Monday, June 26, 2006

rock wit me

I’ve been sleeping for the whole day, I woke up and the first thing that shot through me was my stomach grumbling violently. I’m not sure how many hours its been peevish, all I care is that I was in Neverland, flying with the lost boys. Then, I saw my ever-reliable celphone (you don’t know how many times it had shed its life); I wanted to text him and tell him how much of an idiot he is. And I almost reconsidered my cousin’s offer of tormenting him, Kurt Cobain and his superficiality. Hah!

Its like this, the other night while boredom was at its peak in my system, a silly thought entered my silly mind: search for Kurt Cobain in Friendster. I was confident that it wouldn’t turn out any result—well, not at least with his information. But with my great shock and dramatic outburst…he had one. And stupid enough, it had his picture in it. That made me almost run to the toilet. All I could think was ARRRRGGGHHHHH! And all the other incoherent mutterings of a deranged person.

I like him—a lot (or should I say, I liked him?). He’s the first guy I liked after my tectonic-plate-moving-crash-and-burn relationship with another idiot. And I have specifications and conditions.

Is it wrong to have standards especially for the person that you’re going to offer almost all of your time? Boyet greatly disappointed me. He has a Friendster account. I know, I know that im being so overly dramatic about this.

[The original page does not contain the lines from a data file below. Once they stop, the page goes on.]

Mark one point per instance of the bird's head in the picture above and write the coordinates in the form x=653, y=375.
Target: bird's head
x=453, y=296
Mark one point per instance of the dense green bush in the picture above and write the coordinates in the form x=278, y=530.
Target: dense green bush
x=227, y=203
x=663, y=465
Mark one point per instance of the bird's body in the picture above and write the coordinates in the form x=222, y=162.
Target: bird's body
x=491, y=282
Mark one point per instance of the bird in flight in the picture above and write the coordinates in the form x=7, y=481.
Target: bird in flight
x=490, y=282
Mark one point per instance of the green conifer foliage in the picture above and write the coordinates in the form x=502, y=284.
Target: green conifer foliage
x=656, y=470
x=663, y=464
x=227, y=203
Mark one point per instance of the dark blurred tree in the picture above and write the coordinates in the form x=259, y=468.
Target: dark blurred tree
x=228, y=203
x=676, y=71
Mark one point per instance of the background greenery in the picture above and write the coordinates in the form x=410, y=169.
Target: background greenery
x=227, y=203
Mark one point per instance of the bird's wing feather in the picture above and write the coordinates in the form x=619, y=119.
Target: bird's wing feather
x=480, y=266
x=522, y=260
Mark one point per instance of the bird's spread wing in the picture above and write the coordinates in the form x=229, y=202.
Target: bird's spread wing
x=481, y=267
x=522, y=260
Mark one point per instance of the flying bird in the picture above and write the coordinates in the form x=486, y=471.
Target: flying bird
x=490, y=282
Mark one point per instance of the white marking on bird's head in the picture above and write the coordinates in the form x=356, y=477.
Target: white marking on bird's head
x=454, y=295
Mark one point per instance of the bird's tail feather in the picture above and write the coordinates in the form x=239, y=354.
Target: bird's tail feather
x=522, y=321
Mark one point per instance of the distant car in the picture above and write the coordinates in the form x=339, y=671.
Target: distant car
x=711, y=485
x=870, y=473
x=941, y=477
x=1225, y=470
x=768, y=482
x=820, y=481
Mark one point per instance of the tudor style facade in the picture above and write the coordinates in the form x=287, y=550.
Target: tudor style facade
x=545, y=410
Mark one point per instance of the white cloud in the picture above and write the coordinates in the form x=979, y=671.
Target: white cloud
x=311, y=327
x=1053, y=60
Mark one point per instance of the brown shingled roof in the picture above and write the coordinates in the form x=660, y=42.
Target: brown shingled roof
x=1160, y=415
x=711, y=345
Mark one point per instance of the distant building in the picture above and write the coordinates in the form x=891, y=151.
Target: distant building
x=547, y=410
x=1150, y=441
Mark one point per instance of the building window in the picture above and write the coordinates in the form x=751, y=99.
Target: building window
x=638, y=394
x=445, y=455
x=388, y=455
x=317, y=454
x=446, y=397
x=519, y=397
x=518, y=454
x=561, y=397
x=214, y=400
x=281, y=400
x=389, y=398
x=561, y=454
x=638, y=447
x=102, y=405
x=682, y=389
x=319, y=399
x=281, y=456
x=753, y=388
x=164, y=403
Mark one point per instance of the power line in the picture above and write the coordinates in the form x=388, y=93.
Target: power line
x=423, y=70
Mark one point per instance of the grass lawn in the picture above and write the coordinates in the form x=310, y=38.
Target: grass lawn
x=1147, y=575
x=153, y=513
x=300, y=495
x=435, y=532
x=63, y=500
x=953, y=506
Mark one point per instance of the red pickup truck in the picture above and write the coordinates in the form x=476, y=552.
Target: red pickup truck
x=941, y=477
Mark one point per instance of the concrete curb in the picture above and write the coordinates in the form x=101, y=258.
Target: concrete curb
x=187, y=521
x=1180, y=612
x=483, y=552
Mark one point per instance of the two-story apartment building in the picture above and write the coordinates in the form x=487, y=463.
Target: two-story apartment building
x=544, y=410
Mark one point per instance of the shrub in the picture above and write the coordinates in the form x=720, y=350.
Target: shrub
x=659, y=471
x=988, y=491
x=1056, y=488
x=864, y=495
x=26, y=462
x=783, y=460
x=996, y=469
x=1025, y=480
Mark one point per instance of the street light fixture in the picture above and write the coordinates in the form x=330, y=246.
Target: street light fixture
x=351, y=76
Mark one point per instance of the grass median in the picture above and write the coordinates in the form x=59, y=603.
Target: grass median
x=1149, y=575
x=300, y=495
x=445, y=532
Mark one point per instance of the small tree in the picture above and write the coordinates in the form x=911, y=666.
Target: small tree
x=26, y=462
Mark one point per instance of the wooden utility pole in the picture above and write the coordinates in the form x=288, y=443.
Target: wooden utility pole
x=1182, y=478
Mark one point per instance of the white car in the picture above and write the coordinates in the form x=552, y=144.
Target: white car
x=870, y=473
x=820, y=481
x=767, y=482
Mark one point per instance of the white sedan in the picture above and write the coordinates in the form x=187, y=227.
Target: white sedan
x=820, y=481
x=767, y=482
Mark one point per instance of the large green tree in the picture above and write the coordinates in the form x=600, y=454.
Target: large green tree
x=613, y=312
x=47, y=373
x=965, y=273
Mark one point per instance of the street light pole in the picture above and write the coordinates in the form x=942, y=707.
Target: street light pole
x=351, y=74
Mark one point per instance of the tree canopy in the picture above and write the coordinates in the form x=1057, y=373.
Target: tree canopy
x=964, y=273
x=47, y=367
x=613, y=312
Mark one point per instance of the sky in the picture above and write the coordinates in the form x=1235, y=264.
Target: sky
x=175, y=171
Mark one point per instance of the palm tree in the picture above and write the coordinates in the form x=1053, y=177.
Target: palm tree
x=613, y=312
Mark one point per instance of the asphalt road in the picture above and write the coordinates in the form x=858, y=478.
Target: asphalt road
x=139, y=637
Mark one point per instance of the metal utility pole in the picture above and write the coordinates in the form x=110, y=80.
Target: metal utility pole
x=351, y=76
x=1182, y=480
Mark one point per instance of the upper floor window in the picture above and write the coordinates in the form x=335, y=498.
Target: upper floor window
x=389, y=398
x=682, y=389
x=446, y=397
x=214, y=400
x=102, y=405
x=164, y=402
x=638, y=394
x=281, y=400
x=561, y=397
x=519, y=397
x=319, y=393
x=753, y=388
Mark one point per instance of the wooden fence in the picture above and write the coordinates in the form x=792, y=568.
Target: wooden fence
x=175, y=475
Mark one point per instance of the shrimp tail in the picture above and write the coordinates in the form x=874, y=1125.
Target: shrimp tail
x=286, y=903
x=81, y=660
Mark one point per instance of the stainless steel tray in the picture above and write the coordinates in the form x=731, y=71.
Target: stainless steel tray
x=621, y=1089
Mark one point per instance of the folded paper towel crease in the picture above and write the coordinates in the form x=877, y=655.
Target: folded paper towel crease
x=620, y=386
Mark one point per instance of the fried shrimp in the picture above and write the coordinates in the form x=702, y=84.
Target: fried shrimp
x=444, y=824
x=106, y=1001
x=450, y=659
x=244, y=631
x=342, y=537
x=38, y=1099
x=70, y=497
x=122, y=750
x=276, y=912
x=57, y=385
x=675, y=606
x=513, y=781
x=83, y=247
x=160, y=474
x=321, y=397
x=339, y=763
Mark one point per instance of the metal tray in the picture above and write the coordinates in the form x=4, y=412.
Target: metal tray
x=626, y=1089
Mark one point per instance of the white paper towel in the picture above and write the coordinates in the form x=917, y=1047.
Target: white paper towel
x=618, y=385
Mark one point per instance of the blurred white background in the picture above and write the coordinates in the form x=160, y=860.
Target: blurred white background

My point here is that, if you’re going to present a specific persona or crowd like rockers in a grunge band, you at least have to act like a full-pledge rocker-in-a-grunge-band, meaning: NO FRIENDSTER or anything jolog-ic manifestations or affiliations (so what if I have friendster? I like the stuff that the ‘indie’ crowd has). That, being a rocker with tattoos, hair not shorter than your Mom’s and the only color recognized are the shades near oblivion—black, you must uphold the reputation and bring forth unity amongst all the other rockers who’s been zealous and protective of your mutual crowd. You do not allow any infestations of psuedo-rockers that after slamming, jamming, and a ton of head banging with co-rockers, ends up wearing the over-baggy pants and the cap worn backwards like Eminem. I know, I’m protective of my own social crowd and reputation—I’ve become an anti-social person so, I protect myself therefore, I’m my own crowd.

My friends look at me in wonderment, asking why I’m making a big of a deal out of this ‘unexpected’ circumstance. I just look at them in contempt and full of hostility. Its just plain wrong. And they back off. Message received.